Thanks to the complexity of their jobs, data engineers must boast a variety of skills, including SQL programming and Big Data platforms such as Apache Hadoop and Scala. Large companies frequently hire data engineers, but they also want job candidates who have the right mix of skills and background to succeed at very large projects.
“Data has definitely not slowed down in its importance to enterprises—it comes in so quickly and there’s so much of it, and the function of the data engineer is filling in the gap between the vast amount of data coming in and making it useful to the business,” said David Harris senior product manager, enterprise, at e-learning specialist Udacity.

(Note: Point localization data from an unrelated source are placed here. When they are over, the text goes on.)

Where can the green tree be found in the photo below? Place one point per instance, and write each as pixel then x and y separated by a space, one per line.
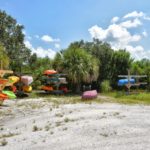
pixel 4 59
pixel 121 62
pixel 79 65
pixel 12 38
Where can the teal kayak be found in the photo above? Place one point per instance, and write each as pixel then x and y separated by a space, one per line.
pixel 10 94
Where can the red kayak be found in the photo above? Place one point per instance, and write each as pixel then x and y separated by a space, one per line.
pixel 89 94
pixel 49 72
pixel 3 96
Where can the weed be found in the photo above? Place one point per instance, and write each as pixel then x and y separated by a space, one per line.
pixel 47 128
pixel 4 142
pixel 51 132
pixel 58 123
pixel 59 115
pixel 104 134
pixel 35 128
pixel 65 128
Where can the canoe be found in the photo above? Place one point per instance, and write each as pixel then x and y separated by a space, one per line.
pixel 47 88
pixel 3 96
pixel 27 80
pixel 62 80
pixel 3 81
pixel 122 82
pixel 49 72
pixel 89 94
pixel 10 94
pixel 13 79
pixel 27 88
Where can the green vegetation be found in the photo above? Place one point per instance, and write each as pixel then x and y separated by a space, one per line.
pixel 105 86
pixel 84 62
pixel 135 98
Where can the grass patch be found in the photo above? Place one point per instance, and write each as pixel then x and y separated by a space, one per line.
pixel 123 98
pixel 3 142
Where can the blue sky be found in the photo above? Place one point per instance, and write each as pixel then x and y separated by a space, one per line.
pixel 51 25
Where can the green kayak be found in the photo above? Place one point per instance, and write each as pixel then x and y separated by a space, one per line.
pixel 10 94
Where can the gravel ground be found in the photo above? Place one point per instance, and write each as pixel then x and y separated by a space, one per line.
pixel 37 124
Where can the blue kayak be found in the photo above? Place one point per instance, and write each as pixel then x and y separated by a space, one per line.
pixel 122 82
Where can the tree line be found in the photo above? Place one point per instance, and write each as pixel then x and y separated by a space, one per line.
pixel 84 62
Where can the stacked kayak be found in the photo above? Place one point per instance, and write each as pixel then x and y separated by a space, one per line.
pixel 9 94
pixel 27 80
pixel 122 82
pixel 89 94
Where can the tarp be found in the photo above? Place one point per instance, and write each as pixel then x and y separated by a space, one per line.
pixel 49 72
pixel 10 94
pixel 27 80
pixel 122 82
pixel 89 94
pixel 13 79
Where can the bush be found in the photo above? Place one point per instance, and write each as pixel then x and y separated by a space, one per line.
pixel 105 86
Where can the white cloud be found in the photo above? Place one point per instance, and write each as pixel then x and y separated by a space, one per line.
pixel 138 52
pixel 57 46
pixel 37 36
pixel 115 34
pixel 134 14
pixel 144 33
pixel 120 37
pixel 131 23
pixel 28 44
pixel 24 32
pixel 114 19
pixel 47 38
pixel 41 52
pixel 29 37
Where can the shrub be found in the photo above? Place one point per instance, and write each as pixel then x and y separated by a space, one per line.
pixel 105 86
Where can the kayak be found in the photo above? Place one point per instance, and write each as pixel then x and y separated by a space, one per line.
pixel 47 88
pixel 3 81
pixel 27 88
pixel 89 94
pixel 3 96
pixel 49 72
pixel 13 79
pixel 27 79
pixel 10 94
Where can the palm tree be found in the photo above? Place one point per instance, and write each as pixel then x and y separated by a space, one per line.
pixel 4 59
pixel 80 66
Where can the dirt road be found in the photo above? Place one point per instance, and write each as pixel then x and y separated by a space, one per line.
pixel 41 125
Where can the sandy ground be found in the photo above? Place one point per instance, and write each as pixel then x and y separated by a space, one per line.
pixel 35 124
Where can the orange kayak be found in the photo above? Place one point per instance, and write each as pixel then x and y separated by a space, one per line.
pixel 47 88
pixel 49 72
pixel 3 96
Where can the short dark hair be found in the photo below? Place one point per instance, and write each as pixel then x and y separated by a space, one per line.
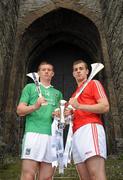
pixel 44 63
pixel 80 61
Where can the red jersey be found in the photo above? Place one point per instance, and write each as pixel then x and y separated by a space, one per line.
pixel 92 92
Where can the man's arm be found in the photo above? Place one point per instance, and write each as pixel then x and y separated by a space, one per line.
pixel 102 106
pixel 24 109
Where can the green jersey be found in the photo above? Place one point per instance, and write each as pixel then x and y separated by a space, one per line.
pixel 40 120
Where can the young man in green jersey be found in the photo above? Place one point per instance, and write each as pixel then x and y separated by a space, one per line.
pixel 36 148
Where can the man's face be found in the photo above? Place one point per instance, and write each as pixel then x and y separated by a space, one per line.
pixel 80 72
pixel 46 72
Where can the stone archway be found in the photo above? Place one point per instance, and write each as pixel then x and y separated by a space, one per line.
pixel 51 29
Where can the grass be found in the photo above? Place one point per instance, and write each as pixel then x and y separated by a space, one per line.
pixel 114 169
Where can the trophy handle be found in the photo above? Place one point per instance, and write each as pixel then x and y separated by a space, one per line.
pixel 62 108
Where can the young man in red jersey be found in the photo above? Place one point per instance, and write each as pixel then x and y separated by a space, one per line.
pixel 89 141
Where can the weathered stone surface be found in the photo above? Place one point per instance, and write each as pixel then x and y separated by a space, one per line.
pixel 95 27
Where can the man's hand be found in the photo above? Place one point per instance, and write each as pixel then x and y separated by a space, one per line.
pixel 74 103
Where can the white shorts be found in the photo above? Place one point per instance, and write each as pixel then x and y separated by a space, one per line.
pixel 89 140
pixel 37 147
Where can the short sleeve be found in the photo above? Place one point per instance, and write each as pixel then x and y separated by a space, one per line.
pixel 98 90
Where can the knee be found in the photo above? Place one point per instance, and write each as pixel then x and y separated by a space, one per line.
pixel 27 175
pixel 46 177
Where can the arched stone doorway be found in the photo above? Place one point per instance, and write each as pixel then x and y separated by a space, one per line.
pixel 60 42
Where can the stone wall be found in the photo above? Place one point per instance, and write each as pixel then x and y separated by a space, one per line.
pixel 21 30
pixel 112 15
pixel 8 24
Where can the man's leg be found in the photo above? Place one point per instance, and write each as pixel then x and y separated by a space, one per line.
pixel 46 171
pixel 82 171
pixel 96 168
pixel 29 169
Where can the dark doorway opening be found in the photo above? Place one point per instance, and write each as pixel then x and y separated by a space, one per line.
pixel 62 55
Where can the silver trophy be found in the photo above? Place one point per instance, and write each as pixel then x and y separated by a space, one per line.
pixel 62 108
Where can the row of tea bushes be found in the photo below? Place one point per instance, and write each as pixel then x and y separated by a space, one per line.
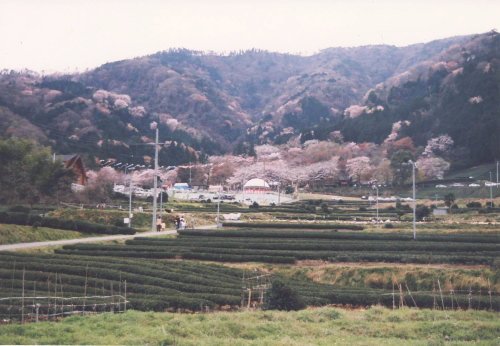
pixel 26 219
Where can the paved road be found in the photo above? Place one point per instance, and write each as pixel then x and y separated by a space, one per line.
pixel 23 246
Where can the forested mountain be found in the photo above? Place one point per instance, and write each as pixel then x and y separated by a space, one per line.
pixel 207 103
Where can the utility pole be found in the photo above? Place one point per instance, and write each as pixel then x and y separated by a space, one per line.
pixel 279 192
pixel 129 200
pixel 497 174
pixel 491 193
pixel 190 174
pixel 218 209
pixel 414 204
pixel 155 186
pixel 414 200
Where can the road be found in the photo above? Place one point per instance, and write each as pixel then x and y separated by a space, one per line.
pixel 24 246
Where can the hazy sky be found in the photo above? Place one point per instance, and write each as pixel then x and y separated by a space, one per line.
pixel 65 35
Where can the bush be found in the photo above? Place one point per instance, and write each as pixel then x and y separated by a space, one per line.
pixel 254 205
pixel 50 222
pixel 19 209
pixel 324 208
pixel 474 205
pixel 282 297
pixel 422 211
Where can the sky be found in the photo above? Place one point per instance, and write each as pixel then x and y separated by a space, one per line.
pixel 74 35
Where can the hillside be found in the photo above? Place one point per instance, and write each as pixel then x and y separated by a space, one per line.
pixel 208 104
pixel 458 94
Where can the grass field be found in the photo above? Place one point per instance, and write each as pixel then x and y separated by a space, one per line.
pixel 320 326
pixel 12 234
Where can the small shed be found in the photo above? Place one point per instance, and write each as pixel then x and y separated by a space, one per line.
pixel 256 185
pixel 74 163
pixel 181 187
pixel 440 211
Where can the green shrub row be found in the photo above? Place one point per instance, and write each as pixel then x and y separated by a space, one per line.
pixel 305 245
pixel 289 256
pixel 74 225
pixel 191 271
pixel 168 279
pixel 293 225
pixel 251 233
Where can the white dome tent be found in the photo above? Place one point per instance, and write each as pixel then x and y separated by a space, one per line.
pixel 256 185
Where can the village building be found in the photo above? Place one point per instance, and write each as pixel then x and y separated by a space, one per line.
pixel 256 185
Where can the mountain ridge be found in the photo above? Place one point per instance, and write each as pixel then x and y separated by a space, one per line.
pixel 217 103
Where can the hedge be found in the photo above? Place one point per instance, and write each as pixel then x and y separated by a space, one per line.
pixel 293 225
pixel 73 225
pixel 246 233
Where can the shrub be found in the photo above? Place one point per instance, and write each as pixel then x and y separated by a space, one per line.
pixel 254 205
pixel 422 211
pixel 324 208
pixel 282 297
pixel 474 205
pixel 19 209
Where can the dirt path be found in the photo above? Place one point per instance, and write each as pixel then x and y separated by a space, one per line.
pixel 24 246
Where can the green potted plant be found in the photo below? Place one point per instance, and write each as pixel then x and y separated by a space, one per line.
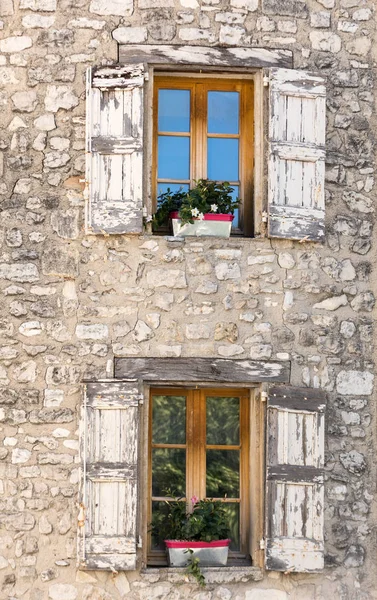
pixel 206 209
pixel 196 538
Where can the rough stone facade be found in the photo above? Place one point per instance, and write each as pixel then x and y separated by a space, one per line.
pixel 71 302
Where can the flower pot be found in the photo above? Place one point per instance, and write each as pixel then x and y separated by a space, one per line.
pixel 210 554
pixel 212 224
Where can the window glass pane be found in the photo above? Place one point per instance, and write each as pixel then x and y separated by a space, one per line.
pixel 174 187
pixel 168 471
pixel 159 510
pixel 233 512
pixel 174 110
pixel 222 157
pixel 223 474
pixel 173 157
pixel 223 111
pixel 223 420
pixel 169 420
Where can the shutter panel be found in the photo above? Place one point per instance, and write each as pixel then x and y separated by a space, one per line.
pixel 296 202
pixel 109 449
pixel 114 166
pixel 295 479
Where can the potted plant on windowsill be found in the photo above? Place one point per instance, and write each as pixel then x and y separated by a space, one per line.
pixel 193 539
pixel 206 209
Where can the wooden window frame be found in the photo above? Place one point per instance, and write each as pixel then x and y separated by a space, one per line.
pixel 199 85
pixel 251 475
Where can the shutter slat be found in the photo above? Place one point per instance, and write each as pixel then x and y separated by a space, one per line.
pixel 295 479
pixel 296 155
pixel 109 449
pixel 114 149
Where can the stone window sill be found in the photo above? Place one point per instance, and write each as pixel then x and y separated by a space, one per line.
pixel 215 575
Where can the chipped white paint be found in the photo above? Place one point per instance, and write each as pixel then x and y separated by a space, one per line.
pixel 295 481
pixel 114 171
pixel 296 155
pixel 202 55
pixel 109 450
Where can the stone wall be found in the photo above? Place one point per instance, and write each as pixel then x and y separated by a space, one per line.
pixel 71 302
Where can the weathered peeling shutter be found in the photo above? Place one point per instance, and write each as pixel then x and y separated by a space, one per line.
pixel 296 173
pixel 109 449
pixel 295 479
pixel 114 166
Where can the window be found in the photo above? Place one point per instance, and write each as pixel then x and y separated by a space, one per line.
pixel 203 129
pixel 199 446
pixel 281 160
pixel 282 503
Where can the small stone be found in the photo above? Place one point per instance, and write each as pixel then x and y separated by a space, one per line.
pixel 355 556
pixel 62 591
pixel 120 8
pixel 354 383
pixel 20 455
pixel 142 332
pixel 60 97
pixel 25 101
pixel 130 35
pixel 325 41
pixel 332 303
pixel 230 350
pixel 15 44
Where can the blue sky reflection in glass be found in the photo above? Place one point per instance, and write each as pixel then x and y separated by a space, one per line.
pixel 223 112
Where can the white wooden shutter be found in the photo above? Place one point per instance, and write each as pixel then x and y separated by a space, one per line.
pixel 114 166
pixel 109 452
pixel 295 479
pixel 296 173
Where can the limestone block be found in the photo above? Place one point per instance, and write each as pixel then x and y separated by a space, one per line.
pixel 15 44
pixel 289 8
pixel 37 22
pixel 60 97
pixel 96 331
pixel 6 8
pixel 20 455
pixel 354 383
pixel 8 76
pixel 359 46
pixel 332 303
pixel 353 461
pixel 264 594
pixel 230 350
pixel 142 332
pixel 25 101
pixel 62 591
pixel 225 271
pixel 325 41
pixel 20 272
pixel 120 8
pixel 166 278
pixel 130 35
pixel 197 331
pixel 320 19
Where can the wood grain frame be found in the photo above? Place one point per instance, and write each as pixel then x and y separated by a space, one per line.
pixel 199 85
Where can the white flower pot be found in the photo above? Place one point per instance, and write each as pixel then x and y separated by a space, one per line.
pixel 212 224
pixel 210 554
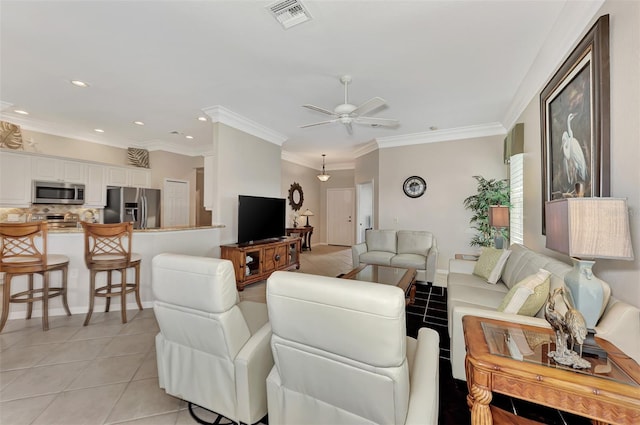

Dice Insights spoke with Harris about the critical role data engineers play in today’s organizations, the critical skills they need to have, and the important questions they should be asking during the interview process.
What are the challenges faced today by data engineers?
Data engineers must move data from one place to another, and ensure it arrives at its destination as clean and organized as possible (which is difficult with some messier datasets). Since data can come from hundreds or even thousands of sources, these engineers must know as much as possible about formatting and structure (and the processes and tools needed to achieve it).
“Beyond that, there’s the question of whether the data is correct and questions of data governance, how the data gets shared, how privacy plays into the information that’s being shared and funneled to different places,” Harris explained. “Data engineers really have to understand who’s using the information, what its being used for, understanding the risk if its inaccurate or not updated. There’s a lot to think about.”
What questions do technical recruiters ask?
“It’s going to be similar to a software engineering interview—the types of projects you’ve worked on, tell me about how you designed a pipeline or data structure for a data warehouse,” Harris said. “Some companies will be looking for experience with working with streaming data, with Spark or Kafka, so typically they’re looking for specific experience with critical functions of data engineering like managing data lakes and data warehouses, building data pipelines for moving data from one source to another. Those are the biggest check boxes they’re looking for.”
What are ways data engineers can best prepare for a job interview?
Harris said there are two important areas to focus on when it comes to interview preparation: your background, and what you’ve learned from your previous projects (whether those projects proved a success).
“One of the things every interview will ask is to describe a recent project,” Harris said. “So document the process you went through and the impact of the work you did, and how you made those decisions.”
What are the most important skills one should know?
According to Burning Glass, key skills for data engineers include Python, machine learning, and Big Data, so expect questions from recruiters and hiring managers in those areas. It’s also important to describe and defend data infrastructure design, which means thinking about how you can store data in a data warehouse or lake, and being able to describe how you would implement those designs.
“When it comes to communication and collaboration skills, you need to be able to ask good, probing questions to figure out the needs of your users and what problems they’re trying to solve,” Harris said. “It’s going beyond taking a request for data and executing it—it’s about figuring out the impact it’s going to have.”
Beyond that, data engineers need to understand the tradeoffs they make choosing to work on one project versus another. “As an engineer, you need to prioritize, and then figure out what to work on next,” Harris added. “Knowing who to communicate that strategy to is also super important to being a successful data engineer.”
How does one answer questions about “greatest achievements” or strengths/weaknesses?
“Greatest achievement” questions provide you with the opportunity to talk about projects that really challenged you, and that you’re proud of having accomplished. “The excitement you have from accomplishing something really hard comes across, so you have the opportunity to show why you’re passionate about your work,” Harris said.
When it comes to weaknesses, highlight your opportunities for development. If you’re weak in a particular area of data engineering, that’s okay so long as you’re self-aware and interested in improving. Not everyone knows every tool or skill; your capacity to learn is crucial.
What questions should a data engineer ask during the interview?
Ask about your prospective employer’s current data infrastructure; while they might not be able to share all details with you, they can at least give you a sense of how the company treats its data in motion and at rest.
“Also, ask what type of mentorship is available, how collaborative the teams are, how people ask questions and collaborate,” Harris said. Don’t be afraid to ask probing questions; you want as much information about a company as possible before committing to a job as complex as data engineering.